Re: gas masks for horses, mechanized artillery, and concentrated artillery fire... I'm sure I'm not the first to say this, but from where we sit today we tend to think our WWII Victory had a certain inevitability to it. But of course it was a long hard slog, and in many ways turned on so many "little" things... for example, gas masks for horses. Really makes one think. And be grateful, too.
 
*w/ German accent* Veeeerrry EEeenterrestinggg. ...I learn something every time I visit the castle--what the hell do I need an Ivy League PhD program for? LOL.
 
Fuzzy - dangers of Post-War Generalissimo's... First - what is obvious after the fact is *never* that obvious before the fact.
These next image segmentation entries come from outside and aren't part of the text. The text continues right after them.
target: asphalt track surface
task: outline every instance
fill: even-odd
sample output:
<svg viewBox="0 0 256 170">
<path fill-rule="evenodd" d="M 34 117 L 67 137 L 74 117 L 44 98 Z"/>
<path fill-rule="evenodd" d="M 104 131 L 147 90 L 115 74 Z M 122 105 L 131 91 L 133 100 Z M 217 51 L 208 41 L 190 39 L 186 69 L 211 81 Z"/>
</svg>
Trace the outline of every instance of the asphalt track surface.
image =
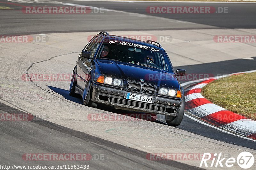
<svg viewBox="0 0 256 170">
<path fill-rule="evenodd" d="M 63 1 L 65 3 L 104 7 L 144 15 L 147 13 L 145 9 L 150 6 L 183 5 L 184 4 L 138 3 L 131 3 L 125 2 L 83 2 Z M 224 15 L 221 14 L 215 15 L 192 14 L 182 16 L 180 15 L 163 15 L 161 17 L 175 19 L 179 20 L 192 22 L 196 24 L 191 26 L 188 24 L 184 27 L 186 23 L 176 23 L 175 25 L 167 25 L 162 27 L 152 23 L 140 23 L 141 21 L 134 21 L 132 25 L 124 26 L 121 22 L 117 25 L 116 21 L 109 22 L 106 20 L 111 19 L 112 16 L 97 18 L 95 15 L 84 17 L 79 15 L 20 15 L 21 7 L 19 5 L 39 6 L 38 4 L 27 3 L 25 5 L 13 2 L 1 0 L 4 3 L 4 5 L 17 10 L 0 10 L 2 16 L 0 18 L 1 35 L 21 35 L 34 33 L 56 32 L 84 32 L 106 30 L 109 31 L 115 30 L 143 30 L 162 29 L 218 29 L 221 28 L 252 28 L 256 27 L 255 16 L 256 11 L 255 4 L 228 3 L 207 4 L 207 6 L 228 6 L 231 10 L 230 14 Z M 6 4 L 6 3 L 12 3 Z M 190 4 L 191 5 L 205 6 L 205 4 Z M 189 5 L 189 3 L 186 5 Z M 52 4 L 44 4 L 44 5 L 52 6 Z M 106 14 L 107 15 L 107 14 Z M 160 17 L 157 14 L 154 14 Z M 129 17 L 128 16 L 128 17 Z M 95 19 L 96 19 L 95 21 Z M 124 20 L 125 18 L 123 18 Z M 146 25 L 147 27 L 140 27 Z M 159 27 L 160 28 L 159 28 Z M 95 29 L 96 28 L 97 28 Z M 254 69 L 256 66 L 256 57 L 253 60 L 238 59 L 225 61 L 204 64 L 184 66 L 179 68 L 186 69 L 187 72 L 194 73 L 211 73 L 214 75 L 227 74 L 232 73 L 244 71 Z M 234 67 L 235 66 L 236 67 Z M 176 68 L 174 68 L 176 69 Z M 56 90 L 57 91 L 57 90 Z M 67 97 L 69 97 L 67 96 Z M 108 108 L 100 107 L 100 109 L 109 110 Z M 2 112 L 15 113 L 17 110 L 3 104 L 0 104 L 0 110 Z M 116 112 L 113 110 L 113 112 Z M 159 123 L 162 124 L 159 122 Z M 1 162 L 9 164 L 24 161 L 19 160 L 22 153 L 28 152 L 29 150 L 50 151 L 55 152 L 76 152 L 81 151 L 93 153 L 104 153 L 108 157 L 106 160 L 111 161 L 96 161 L 90 162 L 90 166 L 95 169 L 155 169 L 172 168 L 193 169 L 197 168 L 177 162 L 168 161 L 153 163 L 145 159 L 146 152 L 124 146 L 119 144 L 104 140 L 90 135 L 80 132 L 74 130 L 61 127 L 51 122 L 40 120 L 35 122 L 19 122 L 13 123 L 1 122 L 1 145 L 0 148 L 3 152 L 9 155 L 1 154 Z M 184 117 L 182 124 L 178 128 L 185 130 L 195 134 L 227 143 L 256 149 L 254 142 L 241 138 L 232 135 L 221 132 L 217 130 L 202 124 L 193 120 Z M 17 130 L 19 130 L 18 131 Z M 30 134 L 33 135 L 31 135 Z M 74 139 L 74 138 L 75 138 Z M 19 144 L 17 147 L 12 144 Z M 28 148 L 29 147 L 29 148 Z M 20 152 L 22 150 L 22 152 Z M 16 154 L 19 153 L 20 154 Z M 16 154 L 15 156 L 14 155 Z M 12 155 L 11 156 L 11 155 Z M 20 162 L 19 161 L 20 161 Z M 44 164 L 45 163 L 44 163 Z M 59 162 L 58 164 L 61 164 Z M 29 164 L 29 163 L 28 163 Z M 16 163 L 16 164 L 17 164 Z M 63 163 L 65 164 L 65 163 Z"/>
</svg>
There are plenty of what-if's, choices made by the Germans and Japanese that could have made differences. Vast differences. Hitler's Balkan Diversion that set back the timetable for the invasion of Russia by over a month. Having that month back might have made a huge difference in whether or not the Germans captured Moscow or not. The diversion to the Caucasus, and the way that Hitler forced the Germans to fight at Stalingrad. Arguably *those* two choices, vice what we did, make the outcome in Europe inevitable. Absent a first year win over Russia, had the Germans fought competently at the strategic level, the war in Europe would have ended in a conditional defeat for the germans, but quite possibly with them still sitting in western Poland. If the Japanese had left Pearl Harbor *out* of the December 7 festivities, American 'war fever' (i.e., being *pissed*) might well have stayed our hands. The war would have happened, but might well have gone differently. If the US carriers had been at Pearl Harbor that day, the whole course of the Pacific War might well have gone against us - again, with a negotiated settlement. We had real help in WWII, and not just all those Russians and Chinese dying to kill and tie down massive numbers of our enemie's troops and assets - we had the bad strategic choices made by them, backed by generally better strategic choices made by us.
 
Wars are not won by the armies which are the most competent; they are won by the armies which are the least *IN*competent.